II. Tendo os réus confessado o não pagamento das rendas por período superior a 3 meses e não tendo feito cessar a mora, assiste ao senhorio o direito de resolver o contrato de arrendamento e ser ressarcido pelo valor das rendas em dívida.
III. Verificam-se os pressupostos da litigância de má-fé quando os réus negam na contestação factos essenciais para a decisão da causa, sendo os mesmos pessoais por neles terem participado, e, posteriormente, em sede de julgamento vêm a confessá-los.

Texto Integral

Processo n.º 213/24.0T8TNV.E1 (Apelação)

Tribunal recorrido: TJ Comarca Santarém, Juízo Local Cível de Torres Novas

Apelantes: AA e BB

Apelados: CC

Acordam na 1.ª Secção do Tribunal da Relação de Évora

I – RELATÓRIO

1. CC intentou contra AA, e mulher, BB, e contra DD, ação declarativa de condenação sob a forma de processo comum, pedindo:

i. a condenação dos réus a reconhecerem que a autora é a dona da fração autónoma «AO», do prédio urbano inscrito na matriz predial da União das Freguesias de Torres Novas (Santa Maria, Salvador e Santiago), concelho de Torres Novas, sob o artigo ...55.º e descrito na Conservatória do Registo Predial de Torres Novas com o n.º ...29/19920507-AO;

ii. que seja declarada a resolução do contrato de arrendamento sobre a mesma fração;

iii. a condenação dos réus no pagamento da quantia de €1.200,00 a título de rendas vencidas e não pagas, acrescidas de uma indemnização de €240,00 e das rendas que se vencerem até à entrega do imóvel arrendado, acrescidas da indemnização correspondente a 20%, do seu valor;

iv. a condenação dos réus na entrega do locado, livre de pessoas e coisas.

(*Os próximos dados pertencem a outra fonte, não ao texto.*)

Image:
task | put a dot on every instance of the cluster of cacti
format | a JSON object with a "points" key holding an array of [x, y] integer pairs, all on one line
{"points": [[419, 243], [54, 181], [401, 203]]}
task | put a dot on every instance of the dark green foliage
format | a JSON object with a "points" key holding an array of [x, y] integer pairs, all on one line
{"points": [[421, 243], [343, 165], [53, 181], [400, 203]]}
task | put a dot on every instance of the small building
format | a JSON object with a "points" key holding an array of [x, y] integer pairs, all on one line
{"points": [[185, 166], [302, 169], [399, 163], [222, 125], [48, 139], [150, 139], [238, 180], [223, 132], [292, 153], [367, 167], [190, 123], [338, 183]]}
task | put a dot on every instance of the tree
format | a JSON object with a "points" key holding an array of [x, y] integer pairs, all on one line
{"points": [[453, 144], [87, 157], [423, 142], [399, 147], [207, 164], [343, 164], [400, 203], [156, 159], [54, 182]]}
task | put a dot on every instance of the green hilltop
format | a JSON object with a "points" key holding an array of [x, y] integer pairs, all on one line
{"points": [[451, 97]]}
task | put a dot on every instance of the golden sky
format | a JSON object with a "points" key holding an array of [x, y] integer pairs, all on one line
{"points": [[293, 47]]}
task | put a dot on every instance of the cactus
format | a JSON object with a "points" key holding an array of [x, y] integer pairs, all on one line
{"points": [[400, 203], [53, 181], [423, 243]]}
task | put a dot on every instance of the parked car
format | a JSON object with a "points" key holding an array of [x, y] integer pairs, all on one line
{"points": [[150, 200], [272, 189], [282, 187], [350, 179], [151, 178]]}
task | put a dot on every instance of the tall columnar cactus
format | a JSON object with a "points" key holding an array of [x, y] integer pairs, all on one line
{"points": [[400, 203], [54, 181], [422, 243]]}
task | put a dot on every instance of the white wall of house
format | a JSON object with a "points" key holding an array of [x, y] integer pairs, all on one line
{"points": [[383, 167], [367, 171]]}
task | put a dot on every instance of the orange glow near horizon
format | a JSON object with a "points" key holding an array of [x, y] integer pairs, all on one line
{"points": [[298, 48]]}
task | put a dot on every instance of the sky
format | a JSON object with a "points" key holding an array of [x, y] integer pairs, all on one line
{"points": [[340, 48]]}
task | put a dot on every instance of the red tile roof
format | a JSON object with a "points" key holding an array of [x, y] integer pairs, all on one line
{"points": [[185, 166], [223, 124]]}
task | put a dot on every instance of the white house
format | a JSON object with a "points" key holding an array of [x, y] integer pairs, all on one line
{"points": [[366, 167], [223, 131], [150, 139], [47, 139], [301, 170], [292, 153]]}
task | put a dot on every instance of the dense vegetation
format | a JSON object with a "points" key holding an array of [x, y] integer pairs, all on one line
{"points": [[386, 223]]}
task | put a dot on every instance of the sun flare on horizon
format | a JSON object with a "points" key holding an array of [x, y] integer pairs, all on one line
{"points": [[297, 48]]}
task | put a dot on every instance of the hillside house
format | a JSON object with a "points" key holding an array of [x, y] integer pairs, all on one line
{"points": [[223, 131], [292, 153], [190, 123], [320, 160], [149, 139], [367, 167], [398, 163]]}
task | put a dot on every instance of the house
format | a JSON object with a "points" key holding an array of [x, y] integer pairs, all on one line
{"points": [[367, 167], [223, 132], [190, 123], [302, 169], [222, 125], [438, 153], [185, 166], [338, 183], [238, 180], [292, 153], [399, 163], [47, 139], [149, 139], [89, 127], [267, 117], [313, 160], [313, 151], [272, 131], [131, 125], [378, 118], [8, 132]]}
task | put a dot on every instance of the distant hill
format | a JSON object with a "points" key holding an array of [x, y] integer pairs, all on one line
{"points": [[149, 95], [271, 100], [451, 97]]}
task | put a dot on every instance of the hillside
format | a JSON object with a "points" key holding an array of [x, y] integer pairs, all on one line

2. Para fundamentar a sua pretensão, alegou, em síntese, que, por contrato de 01-05-2019, deu de arrendamento aos réus a fração identificada na petição inicial, destinada à habitação do 1.º réu e 2.ª ré (que intervieram no convénio na qualidade de inquilinos, tendo a 3.ª ré intervindo na qualidade de fiadora) pelo valor de renda mensal de €400,00.


Mais alegou que os réus não pagaram as rendas correspondentes aos meses de novembro e dezembro de 2023 e de janeiro de 2024, e que apenas pagaram €400,00 em 09-02-2024.


Também alegou que enviou cartas registadas com aviso de receção aos réus declarando a resolução do contrato de arrendamento por mora superior a três meses no pagamento de rendas, as quais não foram levantadas, não tendo ocorrido entrega do imóvel até à data.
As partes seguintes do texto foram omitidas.